Dallas

Arlington Stuck On Super Bowl Bench Until At Least 2031

AI Assisted Icon
Published on April 02, 2026
Arlington Stuck On Super Bowl Bench Until At Least 2031Source: Trac Vu on Unsplash

AT&T Stadium in Arlington has not seen a Super Bowl since Super Bowl XLV in 2011, and local officials say fans might be waiting quite a while for the next one. With shiny new venues popping up around the country, a calendar stuffed with other mega-events and a massive downtown convention center rebuild in Dallas, North Texas is not exactly at the front of the NFL’s hosting line. For people watching the schedule like a hawk, the most realistic window is shaping up in the early 2030s.
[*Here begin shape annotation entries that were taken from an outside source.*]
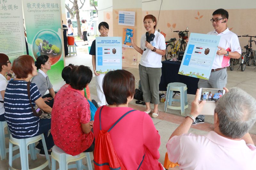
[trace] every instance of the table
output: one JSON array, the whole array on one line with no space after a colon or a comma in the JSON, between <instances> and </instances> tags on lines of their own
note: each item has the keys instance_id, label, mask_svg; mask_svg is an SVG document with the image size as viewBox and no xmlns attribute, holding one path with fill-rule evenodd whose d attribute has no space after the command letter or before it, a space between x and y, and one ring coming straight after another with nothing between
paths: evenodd
<instances>
[{"instance_id":1,"label":"table","mask_svg":"<svg viewBox=\"0 0 256 170\"><path fill-rule=\"evenodd\" d=\"M199 78L178 74L180 63L166 60L162 62L162 76L159 84L160 91L166 91L167 85L170 83L178 82L187 85L188 94L196 94Z\"/></svg>"}]
</instances>

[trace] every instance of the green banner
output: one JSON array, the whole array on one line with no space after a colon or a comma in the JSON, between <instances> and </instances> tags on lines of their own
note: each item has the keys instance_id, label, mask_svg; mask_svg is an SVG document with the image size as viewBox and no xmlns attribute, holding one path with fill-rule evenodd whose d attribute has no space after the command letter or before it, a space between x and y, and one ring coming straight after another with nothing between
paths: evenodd
<instances>
[{"instance_id":1,"label":"green banner","mask_svg":"<svg viewBox=\"0 0 256 170\"><path fill-rule=\"evenodd\" d=\"M60 0L44 0L41 2L22 0L29 55L49 57L51 69L47 72L53 89L59 89L65 84L61 78L64 68L61 41Z\"/></svg>"}]
</instances>

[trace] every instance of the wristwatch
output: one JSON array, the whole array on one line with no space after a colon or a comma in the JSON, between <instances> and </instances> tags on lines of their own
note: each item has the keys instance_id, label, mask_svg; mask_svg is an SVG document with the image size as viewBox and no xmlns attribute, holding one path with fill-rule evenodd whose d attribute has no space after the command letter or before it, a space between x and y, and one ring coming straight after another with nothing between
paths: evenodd
<instances>
[{"instance_id":1,"label":"wristwatch","mask_svg":"<svg viewBox=\"0 0 256 170\"><path fill-rule=\"evenodd\" d=\"M185 119L186 119L186 118L187 118L188 117L190 117L190 118L191 118L191 119L192 119L193 120L193 122L194 122L196 121L196 118L195 118L195 117L194 117L194 116L193 115L190 115L190 114L189 114L187 115L187 116L186 117L185 117Z\"/></svg>"},{"instance_id":2,"label":"wristwatch","mask_svg":"<svg viewBox=\"0 0 256 170\"><path fill-rule=\"evenodd\" d=\"M228 53L228 53L228 51L227 51L227 52L228 52L228 53L227 53L225 55L224 55L224 56L226 56L226 57L227 57L228 56Z\"/></svg>"}]
</instances>

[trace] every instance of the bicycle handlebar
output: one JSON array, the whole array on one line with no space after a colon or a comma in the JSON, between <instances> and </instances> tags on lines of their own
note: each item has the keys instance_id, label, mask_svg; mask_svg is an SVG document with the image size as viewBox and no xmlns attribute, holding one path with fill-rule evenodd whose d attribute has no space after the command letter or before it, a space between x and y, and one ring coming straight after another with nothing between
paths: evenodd
<instances>
[{"instance_id":1,"label":"bicycle handlebar","mask_svg":"<svg viewBox=\"0 0 256 170\"><path fill-rule=\"evenodd\" d=\"M189 31L174 31L173 32L175 32L176 33L180 33L181 32L189 32Z\"/></svg>"},{"instance_id":2,"label":"bicycle handlebar","mask_svg":"<svg viewBox=\"0 0 256 170\"><path fill-rule=\"evenodd\" d=\"M256 36L249 36L248 35L242 35L242 37L248 37L256 38Z\"/></svg>"}]
</instances>

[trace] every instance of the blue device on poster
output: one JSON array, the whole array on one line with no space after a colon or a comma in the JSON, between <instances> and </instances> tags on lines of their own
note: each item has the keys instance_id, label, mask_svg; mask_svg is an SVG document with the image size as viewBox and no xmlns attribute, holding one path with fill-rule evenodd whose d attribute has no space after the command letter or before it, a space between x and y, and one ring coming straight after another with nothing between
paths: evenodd
<instances>
[{"instance_id":1,"label":"blue device on poster","mask_svg":"<svg viewBox=\"0 0 256 170\"><path fill-rule=\"evenodd\" d=\"M132 37L133 36L133 33L132 30L129 28L126 29L126 35L125 35L125 41L127 42L131 43L131 39L130 37Z\"/></svg>"}]
</instances>

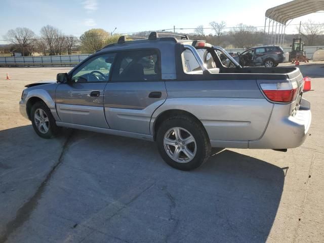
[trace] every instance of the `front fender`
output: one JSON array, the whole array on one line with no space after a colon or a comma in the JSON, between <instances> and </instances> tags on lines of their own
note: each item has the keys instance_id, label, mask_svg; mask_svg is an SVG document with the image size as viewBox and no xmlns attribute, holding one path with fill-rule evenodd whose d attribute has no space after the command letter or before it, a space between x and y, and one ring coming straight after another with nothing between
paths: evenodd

New stadiums and a crowded calendar

The NFL historically leans toward newer stadiums, and that habit has pushed Arlington farther back in the rotation. In recent years, the Dallas Cowboys have not even put in formal Super Bowl bids, and team executives have acknowledged that the league often hands open years to brand-new or recently renovated venues, as reported by The Dallas Morning News.

NFL's map is already set through 2029

Several future Super Bowl sites are already spoken for. SoFi Stadium in Inglewood is locked in for Super Bowl LXI on Feb. 14, 2027, and Allegiant Stadium in Las Vegas is slated to host in 2029. With those commitments in place, the calendar is tight, and a 2030 game in North Texas would require a very quick bid turnaround. Those site selections were reported by NBC Sports.

AT&T's packed schedule

Even if the NFL came calling tomorrow, AT&T Stadium’s schedule is already loaded with marquee events that complicate a Super Bowl push. The venue is set to host multiple FIFA World Cup matches in summer 2026, a commitment that demands months of field work, venue branding and operational changes, as reported by FourFourTwo. The NHL has also booked an outdoor Stadium Series game there on Feb. 20, 2027, according to the league’s announcement. On top of that, the NCAA has tapped AT&T Stadium for the men’s Final Four in 2030, a multi-day event that locks in dates and resources long before any Super Bowl bid could be mounted. Those commitments are documented in public notices from the NHL and the NCAA.

Convention center construction is the wild card

Hosting a Super Bowl is about much more than the stadium. The NFL expects a convention center that can house sprawling media operations, sponsor activations and a full week of fan experiences. Dallas’ Kay Bailey Hutchison Convention Center is currently in a phased demolition and rebuild, and the project’s master plan targets a 2029 completion and grand opening. That timeline makes a full-throttle bid for a 2030 Super Bowl a tough sell. The master plan and construction schedule are laid out on the Dallas Convention Center project site, the KB Master Plan.

What the NFL asks of host cities

The league’s checklist for prospective hosts is not small. Beyond a modern stadium, the NFL typically looks for roughly 70,000 permanent seats, with room for approved temporary seating if needed, about 35,000 parking spaces within a mile, huge indoor and outdoor footprints for the NFL Experience and related events, and a deep hotel inventory close enough to handle players, media, sponsors and fans. These types of requirements make gleaming new stadium districts especially appealing to the league, as outlined in reporting on Super Bowl site rules from AS USA.

So when could Arlington host again?

Take all of it together, the convention center rebuild scheduled through 2029, the Final Four in 2030 and the NFL’s multi-year planning horizon, and 2031 starts to look like the earliest practical shot for another Dallas-area Super Bowl, according to local officials and sports leaders. “Yes, we want to host another Super Bowl,” Dallas Sports Commission Executive Director Monica Paul told The Dallas Morning News, while stressing that careful timing and coordination will decide whether it happens. The region is also folded into broader international event planning, since AT&T Stadium appears in venue lists for a U.S.-led bid to host the 2031 FIFA Women’s World Cup, which further complicates the long-term calendar, according to reporting by ESPN.

In short, another Super Bowl in North Texas is still very much on the table, but it will take a finished convention center, a clear bid effort from the Cowboys and some careful juggling around the many other mega-events already lined up. For now, Arlington’s best bet looks like the early 2030s.